DEN HELDER - De rechtbank Noord-Holland heeft een 53-jarige man uit Den Helder ontslagen van rechtsvervolging en legt hem dus geen straf op voor de doodslag op een plaatsgenoot. De doodslag vond plaats in een vechtpartij, waarbij het slachtoffer door een nekklem is overleden. De rechtbank acht doodslag bewezen, maar ontslaat de verdachte van rechtsvervolging omdat hij uit zelfverdediging handelde.


Vechtpartij

Op 14 februari 2022 heeft tussen het slachtoffer en de verdachte een ernstig geweldsincident plaatsgevonden. Op het moment dat de verdachte de woning van het slachtoffer verliet en net een stap buiten had gezet, werd hij onverhoeds van achteren aangevallen door het slachtoffer. Het slachtoffer heeft de verdachte daarbij met een boksbeugel op zijn hoofd geslagen. De verdachte viel tegen een tuinhekje en kreeg meerdere klappen tegen zijn hoofd en in zijn gezicht. In een worsteling kwamen ze op de grond terecht en bleef het slachtoffer de verdachte slaan. De verdachte legde vervolgens zijn arm om de nek van het slachtoffer en hield het slachtoffer zo vast tot de politie kwam. Het slachtoffer was toen al door de nekklem overleden.
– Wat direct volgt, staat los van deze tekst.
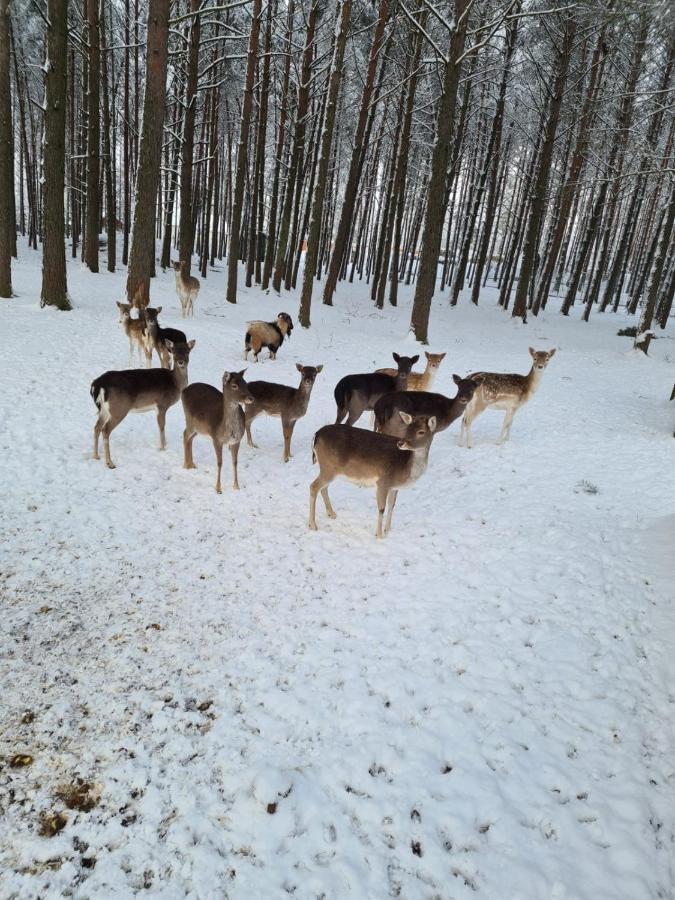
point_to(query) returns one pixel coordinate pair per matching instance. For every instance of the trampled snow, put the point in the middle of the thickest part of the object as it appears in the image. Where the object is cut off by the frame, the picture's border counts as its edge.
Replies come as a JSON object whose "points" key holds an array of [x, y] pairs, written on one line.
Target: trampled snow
{"points": [[479, 705]]}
Tijdens de zitting heeft de verdachte verklaard dat hij door het vele bloed in zijn gezicht, ontstaan door de klappen van het slachtoffer met een boksbeugel, gedesoriënteerd raakte. Hij had geen andere keus dan het slachtoffer op enig moment met zijn arm om de nek in bedwang te houden. De verdachte was bang dat als hij de nekklem op enig moment losser zou aanhouden, het slachtoffer overeind zou komen en zou doorgaan met de aanval. De verdachte zei in de overlevingsmodus te hebben gehandeld. Hij kon het slachtoffer niet op een andere manier in bedwang houden, gezien het postuur van het slachtoffer en diens achtergrond als kooivechter.
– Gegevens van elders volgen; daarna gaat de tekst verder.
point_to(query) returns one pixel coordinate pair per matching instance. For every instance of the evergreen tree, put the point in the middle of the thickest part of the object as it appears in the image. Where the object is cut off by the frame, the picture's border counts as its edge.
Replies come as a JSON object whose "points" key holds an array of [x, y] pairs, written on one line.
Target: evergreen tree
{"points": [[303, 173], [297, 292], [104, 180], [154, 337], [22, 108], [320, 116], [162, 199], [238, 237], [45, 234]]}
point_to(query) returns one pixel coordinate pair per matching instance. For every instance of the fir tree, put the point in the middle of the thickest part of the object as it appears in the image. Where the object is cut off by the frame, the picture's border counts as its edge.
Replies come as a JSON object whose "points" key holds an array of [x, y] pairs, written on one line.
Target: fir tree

Zowel de advocaat van de verdachte als het Openbaar Ministerie stellen dat de zelfverdediging noodzakelijk was. De verdachte beroept zich dan ook op noodweer. Volgens de officier van justitie was de nekklem gerechtvaardigd, maar hoefde die niet zo lang te duren. Daardoor kan een beroep op noodweer niet slagen, maar een beroep op noodweerexces wel.

Oordeel van de rechtbank

Naar het oordeel van de rechtbank heeft de verdachte de grenzen van de noodzakelijke verdediging overschreden. Ook nadat hij voelde dat het slachtoffer verslapte en niet langer tegenstribbelde, heeft hij de nekklem strak vastgehouden. Het beroep op noodweer wordt daarom verworpen. Het handelen van de verdachte was een reactie op de bijzonder agressieve aanval van het slachtoffer. De verdachte heeft deze aanval van het slachtoffer als een levensbedreigende situatie ervaren, waarbij hij werd beheerst door angst. Naar het oordeel van de rechtbank moet dit worden aangemerkt als een hevige gemoedsbeweging, die heeft geleid tot een disproportionele verdediging. De verdachte kan zich naar het oordeel van de rechtbank dan ook beroepen op noodweerexces en wordt ontslagen van alle rechtsvervolging.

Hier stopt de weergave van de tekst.